これが美容師の転職で一番大変なところですよね。指名のお客様約80名に対して、一人ひとり次回来店時に後任のスタイリストを紹介しました。カルテには好みのスタイル、NGポイント、会話の内容まで詳しく書き残しました。
中には「田中さんがいないなら他の店に行く」と言ってくださるお客様もいて、嬉しい反面、申し訳なくて。ただ、前のサロンに迷惑をかけないよう、「こちらのサロンでも素敵なスタイリストがいますから」とお伝えしました。
Q: 退職届はどのように提出しましたか?
口頭でオーナーに退職の意思を伝えてから2週間後に、正式に退職届を提出しました。退職届には「一身上の都合」と書きました。個人経営のサロンだったので、宛先はオーナーの個人名です。手書きで丁寧に書いて、封筒に入れて渡しました。
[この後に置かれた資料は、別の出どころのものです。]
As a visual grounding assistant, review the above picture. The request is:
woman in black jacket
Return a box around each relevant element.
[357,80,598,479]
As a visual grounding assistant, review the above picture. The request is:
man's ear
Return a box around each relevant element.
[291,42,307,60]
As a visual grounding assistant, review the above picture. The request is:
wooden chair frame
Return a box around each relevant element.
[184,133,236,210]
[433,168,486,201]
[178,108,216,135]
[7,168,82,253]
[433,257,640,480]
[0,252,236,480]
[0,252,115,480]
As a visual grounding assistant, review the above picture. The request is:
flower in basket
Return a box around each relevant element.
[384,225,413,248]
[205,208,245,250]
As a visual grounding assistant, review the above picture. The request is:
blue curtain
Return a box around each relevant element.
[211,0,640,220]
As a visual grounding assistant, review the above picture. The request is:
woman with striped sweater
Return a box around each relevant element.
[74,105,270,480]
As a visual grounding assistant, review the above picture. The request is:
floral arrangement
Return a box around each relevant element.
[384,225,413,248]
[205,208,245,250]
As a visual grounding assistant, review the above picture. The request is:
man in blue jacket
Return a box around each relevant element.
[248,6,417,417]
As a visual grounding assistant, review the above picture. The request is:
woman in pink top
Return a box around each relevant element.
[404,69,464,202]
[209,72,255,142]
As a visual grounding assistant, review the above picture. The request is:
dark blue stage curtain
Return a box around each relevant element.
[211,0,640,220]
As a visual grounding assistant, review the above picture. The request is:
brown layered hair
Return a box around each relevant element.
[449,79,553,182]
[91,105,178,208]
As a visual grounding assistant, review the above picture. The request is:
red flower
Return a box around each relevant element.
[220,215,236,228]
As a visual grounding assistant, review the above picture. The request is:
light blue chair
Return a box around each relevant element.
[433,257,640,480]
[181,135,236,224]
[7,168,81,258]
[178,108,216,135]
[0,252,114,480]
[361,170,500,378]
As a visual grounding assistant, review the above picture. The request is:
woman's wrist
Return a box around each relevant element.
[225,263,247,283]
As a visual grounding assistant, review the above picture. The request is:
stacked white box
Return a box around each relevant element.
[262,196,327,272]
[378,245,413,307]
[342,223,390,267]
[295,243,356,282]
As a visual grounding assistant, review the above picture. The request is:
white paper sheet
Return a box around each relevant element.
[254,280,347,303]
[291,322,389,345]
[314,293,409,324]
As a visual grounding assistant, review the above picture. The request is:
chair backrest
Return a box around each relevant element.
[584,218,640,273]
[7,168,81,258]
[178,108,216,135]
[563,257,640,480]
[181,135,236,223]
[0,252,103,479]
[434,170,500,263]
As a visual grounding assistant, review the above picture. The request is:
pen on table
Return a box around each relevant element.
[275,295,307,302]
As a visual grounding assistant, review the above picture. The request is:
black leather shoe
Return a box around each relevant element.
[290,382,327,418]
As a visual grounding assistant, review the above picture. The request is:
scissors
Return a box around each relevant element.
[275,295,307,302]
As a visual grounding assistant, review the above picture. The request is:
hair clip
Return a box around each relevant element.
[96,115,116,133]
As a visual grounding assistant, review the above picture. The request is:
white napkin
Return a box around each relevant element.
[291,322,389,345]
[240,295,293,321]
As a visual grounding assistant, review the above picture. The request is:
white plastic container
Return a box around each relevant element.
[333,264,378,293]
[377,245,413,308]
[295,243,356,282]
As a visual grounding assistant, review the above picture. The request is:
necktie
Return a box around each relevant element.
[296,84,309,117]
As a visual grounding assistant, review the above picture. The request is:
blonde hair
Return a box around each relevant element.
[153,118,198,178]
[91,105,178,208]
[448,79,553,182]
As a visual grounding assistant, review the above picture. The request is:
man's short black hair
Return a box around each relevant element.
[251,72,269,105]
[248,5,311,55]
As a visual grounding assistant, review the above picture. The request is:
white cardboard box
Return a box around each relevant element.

退職日は2ヶ月後に設定して、その間に引き継ぎと有給消化をしました。有給が10日分残っていたので、最後の2週間は有給を使わせてもらいました。
Q: 転職後の変化を教えてください。
転職先では歩合率が前のサロンより10%高く、指名客も徐々に増えてきたので、年収ベースで約100万円アップしました。社会保険も完備で、産休・育休制度もしっかりしていて、将来の安心感が全然違います。
技術面でも、新しいサロンでは最新のカラー技術やヘッドスパの研修を受けられて、自分の幅が広がりました。環境を変えることへの不安はありましたが、行動して本当によかったと思っています。
Q: これから転職を考えている美容師にアドバイスはありますか?
3つあります。まず、転職先を決めてから退職届を出すこと。美容師は求人が多いとはいえ、条件の良いサロンは競争率が高いです。次に、指名客への対応は誠実に。美容師業界は狭いので、悪い評判が立つと将来の独立にも影響します。最後に、自分の市場価値を客観的に把握すること。売上実績、指名客数、SNSのフォロワー数など、数字で示せる実績を整理しておくと交渉で有利です。